April 13, 2010

If The Copy is Art, What's the Original?


By Kurt Brokaw, Culture Editor

This week's Atlantic column in MAJ (11/19) raises important and not well understood issues of who owns ideas. Ten points are made. Some appear factual and serious; some might be interpreted as facetious. It's a long task to sort them out, but let's deconstruct one that goes to the heart of copyright issues.

Consider point #5. "An idea always belongs to its creator. Someone else only has the right to use it, not own it."

Richard Prince has been photographing famous advertising photos for years, enlarging and exhibiting as well as selling them under his name. The Marlboro exhibit at the Guggenheim museum in New York last December (NY Times, 12/6/07) is a classic example. The Times headline expressed the issue point well: "If the Copy Is an Artwork, Then What's The Original?" Exactly. If Prince's copy is art, what is the original photographer's photo?


The iconic Marlboro photos were taken by Jim Krantz, a respected commercial photographer. Prince has bragged about his right to shoot, exhibit and sell Krantz' work as early as 1992, when at the Whitney Museum of Modern Art in Manhattan, he stated "no one was looking. This was a famous campaign.
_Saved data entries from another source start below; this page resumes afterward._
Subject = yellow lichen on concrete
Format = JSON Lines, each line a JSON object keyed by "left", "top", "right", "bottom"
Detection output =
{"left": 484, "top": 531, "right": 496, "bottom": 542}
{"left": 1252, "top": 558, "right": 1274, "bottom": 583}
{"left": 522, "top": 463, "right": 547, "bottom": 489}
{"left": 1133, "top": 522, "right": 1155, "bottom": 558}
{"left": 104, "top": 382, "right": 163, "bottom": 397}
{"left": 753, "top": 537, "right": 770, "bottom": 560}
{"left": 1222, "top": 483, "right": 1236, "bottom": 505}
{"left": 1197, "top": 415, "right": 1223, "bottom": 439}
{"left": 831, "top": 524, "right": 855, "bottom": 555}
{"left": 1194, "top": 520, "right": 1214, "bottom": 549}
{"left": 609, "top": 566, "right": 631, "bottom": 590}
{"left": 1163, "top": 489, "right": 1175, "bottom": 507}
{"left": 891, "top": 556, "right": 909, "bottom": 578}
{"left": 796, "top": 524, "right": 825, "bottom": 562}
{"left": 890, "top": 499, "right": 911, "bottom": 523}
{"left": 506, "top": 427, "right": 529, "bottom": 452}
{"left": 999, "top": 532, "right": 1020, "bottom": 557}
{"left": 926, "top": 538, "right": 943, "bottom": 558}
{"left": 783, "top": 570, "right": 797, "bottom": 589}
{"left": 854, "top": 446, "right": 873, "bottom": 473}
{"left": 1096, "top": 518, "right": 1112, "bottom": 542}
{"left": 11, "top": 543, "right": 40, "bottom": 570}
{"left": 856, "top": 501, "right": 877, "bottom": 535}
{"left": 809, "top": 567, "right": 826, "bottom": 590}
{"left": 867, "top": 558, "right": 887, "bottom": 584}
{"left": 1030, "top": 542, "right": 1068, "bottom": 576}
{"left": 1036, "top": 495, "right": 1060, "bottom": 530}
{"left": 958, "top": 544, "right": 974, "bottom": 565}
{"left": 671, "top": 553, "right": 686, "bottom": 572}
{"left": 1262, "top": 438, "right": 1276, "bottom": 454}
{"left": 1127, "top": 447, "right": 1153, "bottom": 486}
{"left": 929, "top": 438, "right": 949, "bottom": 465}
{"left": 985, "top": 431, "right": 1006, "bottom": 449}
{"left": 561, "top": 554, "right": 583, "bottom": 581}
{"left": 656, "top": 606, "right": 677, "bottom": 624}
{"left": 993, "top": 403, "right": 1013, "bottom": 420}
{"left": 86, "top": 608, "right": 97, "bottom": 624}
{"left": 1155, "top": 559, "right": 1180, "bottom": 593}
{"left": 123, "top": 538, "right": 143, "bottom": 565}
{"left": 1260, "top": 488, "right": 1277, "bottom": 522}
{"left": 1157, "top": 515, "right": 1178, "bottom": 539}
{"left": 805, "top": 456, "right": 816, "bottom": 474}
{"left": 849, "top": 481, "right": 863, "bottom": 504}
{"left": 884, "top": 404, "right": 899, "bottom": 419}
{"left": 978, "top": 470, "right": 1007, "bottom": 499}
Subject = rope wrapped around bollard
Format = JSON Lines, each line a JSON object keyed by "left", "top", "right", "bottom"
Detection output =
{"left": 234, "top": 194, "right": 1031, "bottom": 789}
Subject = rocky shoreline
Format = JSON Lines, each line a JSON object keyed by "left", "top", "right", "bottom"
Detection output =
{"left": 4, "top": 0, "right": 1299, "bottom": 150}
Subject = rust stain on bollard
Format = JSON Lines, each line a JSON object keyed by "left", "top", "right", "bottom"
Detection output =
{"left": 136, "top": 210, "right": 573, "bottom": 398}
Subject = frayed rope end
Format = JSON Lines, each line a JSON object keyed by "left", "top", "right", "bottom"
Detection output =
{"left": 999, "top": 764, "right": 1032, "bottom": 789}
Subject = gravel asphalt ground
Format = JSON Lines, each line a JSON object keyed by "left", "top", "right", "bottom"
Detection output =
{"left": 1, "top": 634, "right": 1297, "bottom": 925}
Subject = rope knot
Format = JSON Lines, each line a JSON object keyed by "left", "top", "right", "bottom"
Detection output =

If you're going to steal something, you go to the bank."

Prince operates in a very narrow window of copyright protection. He works under the precept that looking at an ad in a magazine is a different aesthetic experience than viewing it enlarged to gargantuan proportions, beautifully framed and carefully lit on the wall of a world class museum. The fact that the Guggenheim advertises, promotes and merchandises the photos Prince took of Jim Krantz' work ($9.95 in the museum gift shop), bringing added revenues to the museum and to Prince, doesn't seem to enter the equation.

About now you may be reminded of George Clooney's line in the recent movie "Michael Clayton" in which Clooney, playing a fixer in a sleek corporate law firm, states "the truth can be adjusted." It's a great line. It's almost as good as Jerry McGuire's "show me the money." Adjusting product and company truths is what advertising has been doing since the 19th century when Charles Dickens and James Joyce were knocking out some of the industry's first broadsides and pamphlets. "Michael Clayton's" studio marketers liked Clooney's line about adjusting the truth so much, they made it the theme of the picture in the posters and one-sheets. It's the movie's core value and it obviously resonates with the upscale audiences that have seen the drama or rented/purchased the DVD.


But this is essentially what Prince has done in real life--adjusted the truth of Jim Krantz' photographs by enlarging, framing and displaying them in a setting people pay money to view, and on museum advertising posters attached to light poles up and down the canyons of Manhattan.

Except what about Jim Krantz, or, for that matter, any photographer whose work is preempted and repackaged by someone else? As the NY Times asks, if Prince's copy is art, what is Krantz' original? Just another ad? You may be starting to wonder what's wrong with this picture. It may not look, feel or smell right to you.

In the vast majority of ad campaigns that have been created through history, the ideas that power those campaigns--big, small, or indifferent--become the property of the marketer the instant they appear in paid media. Does that include the photographs that are used in the campaign? Well, it depends on whether they're stock photos or original work-for-hire.

Most existing photos from stock agencies or a photographer's own files are leased to marketers for a fixed period of time in a detailed media schedule, for an agreed-upon price. For original work-for-hire, such as Jim Krantz' Marlboro photos, the marketer usually buys ownership rights to the pictures. But Richard Prince didn't buy photo rights to Jim Krantz' work from Kranz or anyone else. He operates under the belief anyone can photograph an image in a magazine ad, blow it up pixel by pixel, and offer it to a gallery, museum or auction house as A Work Of Art. Without crediting the original creator? Without crediting the original creator. As Prince told The New York Times, "I never associated advertisements with having authors."


What's wrong with this picture?

In 2003 Christie's auction gallery in Manhattan offered a Prince photo of a Jim Krantz photo of a mounted cowboy approaching a calf stuck in snow. Jim Krantz called it "Calf Rescue" (1998), and it was taken on assignment for Marlboro. The New York Times reported that Prince renamed his photo as "Untitled (Cowboy) (2000) by Richard Prince." Christie's sold it for over three hundred and thirty two thousand dollars.

The 2007 Guggenheim exhibit was another triumph for Prince, for the Guggenheim, and certainly for Philip Morris. What cigarette advertiser wouldn't want some of its most famous outdoor photographs raised to the level of art that New Yorkers and visitors from all over the world would pay to see and take home? Especially since the Guggenheim museum has been receiving corporate funding from Philip Morris since 1978. Is the truth here becoming a little more easy to discern?


As Atlantic magazine suggests in its new positioning, you may indeed want to Think. Again.